Policy, Legislation and Financing
Strategies and policy frameworks support national dialogue on social protection laws and strategies. Coordination assesses and supports development of national capacities and coordination mechanisms. Domestic financing targets sector expenditure reviews, costings of programmes and fiscal space analysis to work with governments to increase resource allocation for social protection.
Programme Areas for Child-Sensitive Social Protection Systems
These encompass social transfers, social insurance, labor and jobs, and the social service workforce. Social transfer programs focus on political support and building beneficiary ID systems. Social Insurance increases coverage to poor and marginalized populations.
Action Area: Connecting Cash Transfers to Information, Knowledge and Services
Providing recipients with information, knowledge and connections to services helps understand the non-financial needs of beneficiaries and to build the evidence base on best practices.
Action Area: Expanding and Improving Health Insurance
Increasing coverage to poor and marginalized populations and defining health services included in health insurance helps support the health insurance expansion through beneficiary-linked cash transfers and non-contributory health insurance.
Building and Strengthening the Social Welfare Workforce
Includes clarifying roles and responsibilities, and expanding the workforce and training.
Administration and Integrated Service Delivery
The key emphasis is improving integrated management information systems (MIS). This includes needs assessments and grievance and redress mechanisms.
Social Protection in Humanitarian, Fragile and Risk-Prone Contexts
Focuses on strengthening national shock-responsive social protection systems.
Action Area: Linking Humanitarian Cash Transfers to Social Protection Systems
Designing humanitarian cash transfers to achieve sectoral outcomes and determining the role of national systems in implementation of a humanitarian cash transfer programme.
Key Statistics & Data
- 385 million children globally struggle to survive on less than PPP$1.90 per day.
- Children are more than twice as likely to be living in extreme income poverty as adults.
- 665 million children are estimated to be living in multidimensionally-poor households.
- 27 OECD countries have child poverty rates above 10 percent.
- About 45 percent of children are living in households subsisting on less than US$3.10 a day compared to 27 percent of adults.
Methodology
The document provides a framework and does not explicitly detail a specific methodology. It synthesizes existing research, evaluations, and best practices in social protection to provide guidance.
Implications and Conclusions
This framework outlines UNICEF’s commitment and contribution to social protection for children, including our key action areas and the activities we undertake. It also hopes to contribute to a global understanding of child-sensitive social protection and encourage national and international partners to work together to strengthen these systems. Social protection is the right of every child, it is the foundation of a country’s social contract, and requires national and international collaboration and commitment to provide every child with coverage and give every child an equal chance.
Key Points
- UNICEF advocates for universal social protection grounded in the Convention on the Rights of the Child (CRC).

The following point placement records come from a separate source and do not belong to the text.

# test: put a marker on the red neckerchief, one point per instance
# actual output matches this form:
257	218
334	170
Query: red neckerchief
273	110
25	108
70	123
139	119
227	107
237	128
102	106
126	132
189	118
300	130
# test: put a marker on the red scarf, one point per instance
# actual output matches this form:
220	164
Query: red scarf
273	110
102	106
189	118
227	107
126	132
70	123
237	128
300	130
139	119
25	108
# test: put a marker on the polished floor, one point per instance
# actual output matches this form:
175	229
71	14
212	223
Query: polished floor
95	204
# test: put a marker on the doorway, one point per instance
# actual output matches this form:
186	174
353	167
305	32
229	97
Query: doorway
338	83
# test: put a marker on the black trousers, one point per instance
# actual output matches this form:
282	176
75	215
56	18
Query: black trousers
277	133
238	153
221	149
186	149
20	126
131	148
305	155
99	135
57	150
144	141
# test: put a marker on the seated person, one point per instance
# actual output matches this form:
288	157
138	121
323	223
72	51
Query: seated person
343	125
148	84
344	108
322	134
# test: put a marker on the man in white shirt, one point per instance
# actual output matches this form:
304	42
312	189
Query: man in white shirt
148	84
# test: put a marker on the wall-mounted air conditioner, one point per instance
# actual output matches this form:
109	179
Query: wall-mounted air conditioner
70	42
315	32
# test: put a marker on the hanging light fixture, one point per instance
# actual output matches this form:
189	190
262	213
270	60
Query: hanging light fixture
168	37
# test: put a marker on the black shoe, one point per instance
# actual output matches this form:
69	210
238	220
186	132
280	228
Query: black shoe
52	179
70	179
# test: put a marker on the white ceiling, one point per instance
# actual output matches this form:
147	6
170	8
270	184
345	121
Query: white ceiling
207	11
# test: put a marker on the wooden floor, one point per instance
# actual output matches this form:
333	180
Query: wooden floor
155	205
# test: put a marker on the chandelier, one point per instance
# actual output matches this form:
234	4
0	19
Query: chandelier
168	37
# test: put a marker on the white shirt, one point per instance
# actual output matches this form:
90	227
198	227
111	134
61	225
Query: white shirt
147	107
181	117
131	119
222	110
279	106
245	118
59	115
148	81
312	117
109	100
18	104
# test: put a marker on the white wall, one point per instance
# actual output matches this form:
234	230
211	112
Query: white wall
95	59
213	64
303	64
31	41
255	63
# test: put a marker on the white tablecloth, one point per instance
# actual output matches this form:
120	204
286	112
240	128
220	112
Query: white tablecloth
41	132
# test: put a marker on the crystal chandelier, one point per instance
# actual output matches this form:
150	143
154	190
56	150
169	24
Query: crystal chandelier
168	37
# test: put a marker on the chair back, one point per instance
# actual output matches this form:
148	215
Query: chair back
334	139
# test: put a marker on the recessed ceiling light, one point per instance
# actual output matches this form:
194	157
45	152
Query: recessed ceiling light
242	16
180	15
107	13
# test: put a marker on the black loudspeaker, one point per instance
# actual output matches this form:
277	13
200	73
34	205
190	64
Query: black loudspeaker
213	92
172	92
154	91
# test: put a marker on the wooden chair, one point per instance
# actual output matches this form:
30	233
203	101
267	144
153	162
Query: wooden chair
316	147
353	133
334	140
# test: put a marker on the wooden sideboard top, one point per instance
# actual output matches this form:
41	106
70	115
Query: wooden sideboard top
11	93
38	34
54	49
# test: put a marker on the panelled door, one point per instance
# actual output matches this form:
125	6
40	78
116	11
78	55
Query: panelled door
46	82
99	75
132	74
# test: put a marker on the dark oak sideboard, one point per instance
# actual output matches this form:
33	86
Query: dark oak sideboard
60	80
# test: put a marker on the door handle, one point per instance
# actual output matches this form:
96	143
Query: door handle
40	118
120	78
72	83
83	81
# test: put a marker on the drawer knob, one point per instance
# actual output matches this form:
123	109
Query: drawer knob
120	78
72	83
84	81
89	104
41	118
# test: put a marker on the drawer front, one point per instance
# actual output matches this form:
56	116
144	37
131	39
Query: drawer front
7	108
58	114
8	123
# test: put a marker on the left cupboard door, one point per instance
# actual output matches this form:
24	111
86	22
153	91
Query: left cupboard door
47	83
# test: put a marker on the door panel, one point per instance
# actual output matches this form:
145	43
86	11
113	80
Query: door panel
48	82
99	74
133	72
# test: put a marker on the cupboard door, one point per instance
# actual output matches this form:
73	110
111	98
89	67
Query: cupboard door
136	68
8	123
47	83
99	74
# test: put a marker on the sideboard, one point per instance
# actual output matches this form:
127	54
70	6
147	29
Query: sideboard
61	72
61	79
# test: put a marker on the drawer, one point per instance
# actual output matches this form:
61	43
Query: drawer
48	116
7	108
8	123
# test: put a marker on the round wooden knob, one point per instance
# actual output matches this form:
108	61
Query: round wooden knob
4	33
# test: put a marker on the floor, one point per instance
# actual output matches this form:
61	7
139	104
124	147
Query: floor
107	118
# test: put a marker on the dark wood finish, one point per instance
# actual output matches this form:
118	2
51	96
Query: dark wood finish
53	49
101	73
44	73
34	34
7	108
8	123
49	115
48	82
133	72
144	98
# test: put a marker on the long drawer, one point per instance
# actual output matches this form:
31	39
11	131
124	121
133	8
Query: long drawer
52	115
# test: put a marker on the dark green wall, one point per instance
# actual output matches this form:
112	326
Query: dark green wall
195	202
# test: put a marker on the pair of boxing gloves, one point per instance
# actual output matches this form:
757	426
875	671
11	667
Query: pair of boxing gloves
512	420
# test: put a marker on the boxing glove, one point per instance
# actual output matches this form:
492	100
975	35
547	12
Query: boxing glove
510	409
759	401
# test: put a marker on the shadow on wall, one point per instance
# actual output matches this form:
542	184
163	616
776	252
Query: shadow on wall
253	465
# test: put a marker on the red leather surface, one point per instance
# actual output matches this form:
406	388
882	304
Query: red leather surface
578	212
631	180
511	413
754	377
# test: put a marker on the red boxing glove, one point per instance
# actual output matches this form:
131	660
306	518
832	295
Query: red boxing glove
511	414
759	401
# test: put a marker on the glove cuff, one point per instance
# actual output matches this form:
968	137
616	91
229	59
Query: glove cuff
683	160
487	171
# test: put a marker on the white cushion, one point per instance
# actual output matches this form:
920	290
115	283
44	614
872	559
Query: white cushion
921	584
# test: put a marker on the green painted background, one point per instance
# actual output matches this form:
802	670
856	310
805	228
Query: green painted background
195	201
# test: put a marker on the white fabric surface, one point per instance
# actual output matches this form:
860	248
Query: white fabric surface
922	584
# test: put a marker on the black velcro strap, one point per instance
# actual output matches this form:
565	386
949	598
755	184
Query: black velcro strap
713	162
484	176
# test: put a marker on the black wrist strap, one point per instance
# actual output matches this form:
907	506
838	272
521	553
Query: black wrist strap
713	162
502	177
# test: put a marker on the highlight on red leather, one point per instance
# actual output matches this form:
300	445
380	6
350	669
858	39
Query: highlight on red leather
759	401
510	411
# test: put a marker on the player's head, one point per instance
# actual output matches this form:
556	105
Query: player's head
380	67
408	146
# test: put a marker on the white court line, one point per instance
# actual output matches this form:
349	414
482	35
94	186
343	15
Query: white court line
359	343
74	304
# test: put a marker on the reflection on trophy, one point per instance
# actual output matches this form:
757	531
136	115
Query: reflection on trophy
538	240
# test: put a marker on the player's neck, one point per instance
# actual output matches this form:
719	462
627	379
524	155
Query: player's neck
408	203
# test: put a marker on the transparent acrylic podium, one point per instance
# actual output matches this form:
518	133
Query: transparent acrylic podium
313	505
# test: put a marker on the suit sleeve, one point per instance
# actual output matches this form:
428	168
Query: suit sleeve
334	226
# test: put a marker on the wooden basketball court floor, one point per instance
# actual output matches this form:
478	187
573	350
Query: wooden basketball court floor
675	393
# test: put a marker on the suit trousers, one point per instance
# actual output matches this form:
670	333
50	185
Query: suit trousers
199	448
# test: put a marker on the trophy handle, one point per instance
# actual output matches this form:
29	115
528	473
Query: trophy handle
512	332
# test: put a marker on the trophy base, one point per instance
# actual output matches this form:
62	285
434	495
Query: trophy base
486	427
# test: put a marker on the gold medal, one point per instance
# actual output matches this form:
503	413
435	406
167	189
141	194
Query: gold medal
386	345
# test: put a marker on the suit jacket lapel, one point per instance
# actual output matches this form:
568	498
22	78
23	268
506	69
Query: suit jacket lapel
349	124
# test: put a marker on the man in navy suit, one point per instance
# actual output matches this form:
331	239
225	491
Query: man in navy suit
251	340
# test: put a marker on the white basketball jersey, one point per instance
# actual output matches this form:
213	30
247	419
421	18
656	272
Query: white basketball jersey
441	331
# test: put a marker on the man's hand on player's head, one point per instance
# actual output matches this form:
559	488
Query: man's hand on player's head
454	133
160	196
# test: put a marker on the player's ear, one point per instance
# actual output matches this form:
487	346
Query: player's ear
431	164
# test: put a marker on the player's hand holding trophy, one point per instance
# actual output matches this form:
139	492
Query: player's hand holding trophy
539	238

- The framework identifies economic and social vulnerabilities, including inequality, discrimination, and humanitarian crises, that social protection programs must address.
- Key elements of integrated social protection systems include a foundation of evidence, policy coordination, program areas (social transfers, social insurance, labor, and social service workforce), and administration.
- UNICEF's ten key action areas span poverty analysis, policy development, cash transfers, health insurance, childcare, and shock-responsive systems.
- The report emphasizes the importance of partnerships with governments, UN agencies, and other organizations to strengthen national social protection systems.
- The document promotes social protection to address monetary poverty directly and highlights the importance of integrated social protection interventions like "cash plus" programs.
- Achieving universal coverage for social protection is a long-term goal, requiring collaboration with international partners.